Un site nucléaire sous pression militaire directe
L’infrastructure, dont la conception prévoyait une durée de vie de 100 ans, a été endommagée dans une zone périphérique abritant des équipements techniques. Le projectile, de type drone explosif, a perforé la toiture et provoqué un trou estimé à six mètres de diamètre. Les équipes ukrainiennes ont ensuite ouvert plus de 300 points d’accès secondaires pour maîtriser un début d’incendie, aggravant l’exposition aux éléments extérieurs. Ces opérations ont fragilisé l’enveloppe du bâtiment, compromettant son étanchéité et augmentant les risques de corrosion accélérée.
La BERD relance un financement exceptionnel sur un actif clôturé
La Banque européenne pour la reconstruction et le développement (BERD), qui avait coordonné plus de €2,1bn ($2.3bn) de financements internationaux pour la construction du NSC, a confirmé son engagement à soutenir les réparations à partir de 2026. L’Ukraine, désormais seule responsable opérationnelle du site depuis 2019, doit assurer la maîtrise d’ouvrage des travaux sous contrainte sécuritaire élevée.
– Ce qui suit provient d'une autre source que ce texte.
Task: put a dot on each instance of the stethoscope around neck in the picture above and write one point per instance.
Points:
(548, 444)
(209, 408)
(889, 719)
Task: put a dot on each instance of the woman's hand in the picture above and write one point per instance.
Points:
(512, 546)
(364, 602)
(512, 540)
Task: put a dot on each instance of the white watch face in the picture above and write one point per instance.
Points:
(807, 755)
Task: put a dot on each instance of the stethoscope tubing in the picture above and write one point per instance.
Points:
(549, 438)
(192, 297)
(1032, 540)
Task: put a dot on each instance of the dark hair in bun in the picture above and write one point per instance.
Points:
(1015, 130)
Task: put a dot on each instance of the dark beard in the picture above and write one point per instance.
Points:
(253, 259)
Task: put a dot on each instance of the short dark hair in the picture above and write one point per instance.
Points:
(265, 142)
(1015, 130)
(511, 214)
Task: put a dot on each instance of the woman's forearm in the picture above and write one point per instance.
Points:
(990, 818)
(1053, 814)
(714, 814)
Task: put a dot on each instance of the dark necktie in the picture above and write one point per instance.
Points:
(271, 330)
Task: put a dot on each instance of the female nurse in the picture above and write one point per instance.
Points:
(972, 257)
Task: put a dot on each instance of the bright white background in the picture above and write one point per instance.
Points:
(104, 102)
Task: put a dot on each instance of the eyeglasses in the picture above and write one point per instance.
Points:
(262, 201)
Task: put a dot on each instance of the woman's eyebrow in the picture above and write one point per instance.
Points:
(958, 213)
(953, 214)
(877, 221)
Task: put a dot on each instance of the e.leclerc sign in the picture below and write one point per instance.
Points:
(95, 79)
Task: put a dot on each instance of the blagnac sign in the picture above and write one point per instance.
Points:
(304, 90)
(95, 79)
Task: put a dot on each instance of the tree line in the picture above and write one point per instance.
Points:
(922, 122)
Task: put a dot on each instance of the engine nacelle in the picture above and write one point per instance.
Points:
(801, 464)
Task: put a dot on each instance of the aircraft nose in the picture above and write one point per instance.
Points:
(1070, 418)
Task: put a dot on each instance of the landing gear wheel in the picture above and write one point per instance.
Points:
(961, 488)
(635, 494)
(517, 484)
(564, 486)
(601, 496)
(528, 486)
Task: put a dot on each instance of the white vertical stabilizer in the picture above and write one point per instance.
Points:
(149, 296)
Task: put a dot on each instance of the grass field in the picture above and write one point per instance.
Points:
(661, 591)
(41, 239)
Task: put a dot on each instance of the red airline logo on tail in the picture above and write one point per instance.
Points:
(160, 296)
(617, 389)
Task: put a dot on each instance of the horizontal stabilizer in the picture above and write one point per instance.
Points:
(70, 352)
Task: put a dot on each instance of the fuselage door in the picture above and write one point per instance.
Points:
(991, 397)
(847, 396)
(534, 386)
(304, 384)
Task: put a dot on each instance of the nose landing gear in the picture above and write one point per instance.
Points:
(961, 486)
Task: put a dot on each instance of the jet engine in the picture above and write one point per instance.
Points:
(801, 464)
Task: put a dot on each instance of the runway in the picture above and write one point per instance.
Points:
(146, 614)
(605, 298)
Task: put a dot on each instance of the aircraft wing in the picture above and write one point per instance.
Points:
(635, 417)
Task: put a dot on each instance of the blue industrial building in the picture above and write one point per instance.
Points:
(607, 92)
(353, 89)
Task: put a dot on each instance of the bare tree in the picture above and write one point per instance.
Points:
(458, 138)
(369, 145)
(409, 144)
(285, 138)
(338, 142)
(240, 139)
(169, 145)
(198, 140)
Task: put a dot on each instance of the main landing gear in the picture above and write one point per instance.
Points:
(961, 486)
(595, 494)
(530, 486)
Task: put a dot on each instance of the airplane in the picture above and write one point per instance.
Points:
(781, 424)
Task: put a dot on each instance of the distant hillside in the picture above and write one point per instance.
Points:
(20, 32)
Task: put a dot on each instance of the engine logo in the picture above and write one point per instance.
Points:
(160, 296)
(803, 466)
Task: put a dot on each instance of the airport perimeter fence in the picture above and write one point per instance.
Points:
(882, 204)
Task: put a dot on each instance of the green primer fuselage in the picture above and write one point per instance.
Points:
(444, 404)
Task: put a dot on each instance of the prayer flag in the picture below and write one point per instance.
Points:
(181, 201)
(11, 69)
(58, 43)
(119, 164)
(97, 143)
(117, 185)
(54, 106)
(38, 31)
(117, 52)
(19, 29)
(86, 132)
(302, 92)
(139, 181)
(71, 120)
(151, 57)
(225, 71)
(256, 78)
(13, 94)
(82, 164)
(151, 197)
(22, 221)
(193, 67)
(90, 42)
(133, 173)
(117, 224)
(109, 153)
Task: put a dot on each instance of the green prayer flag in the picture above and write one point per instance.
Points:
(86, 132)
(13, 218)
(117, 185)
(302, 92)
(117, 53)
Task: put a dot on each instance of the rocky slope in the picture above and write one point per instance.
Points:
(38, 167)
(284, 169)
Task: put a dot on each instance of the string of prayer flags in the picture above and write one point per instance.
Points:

La planification prévoit des mesures temporaires dès 2025, notamment un re-bardage partiel et l’installation de membranes de protection.
Les entreprises du nucléaire appelées à reconfigurer leurs standards
Le consortium Novarka, composé de Vinci Construction Grands Projets et de Bouygues Travaux Publics, avait conçu le NSC pour résister à des aléas naturels et industriels, mais non à des attaques répétées par drones. Cet épisode marque un changement dans les hypothèses de conception. Les futures enceintes de confinement nucléaire devront intégrer des menaces asymétriques, tant sur le plan structurel que sécuritaire, avec des dispositifs passifs et actifs de protection.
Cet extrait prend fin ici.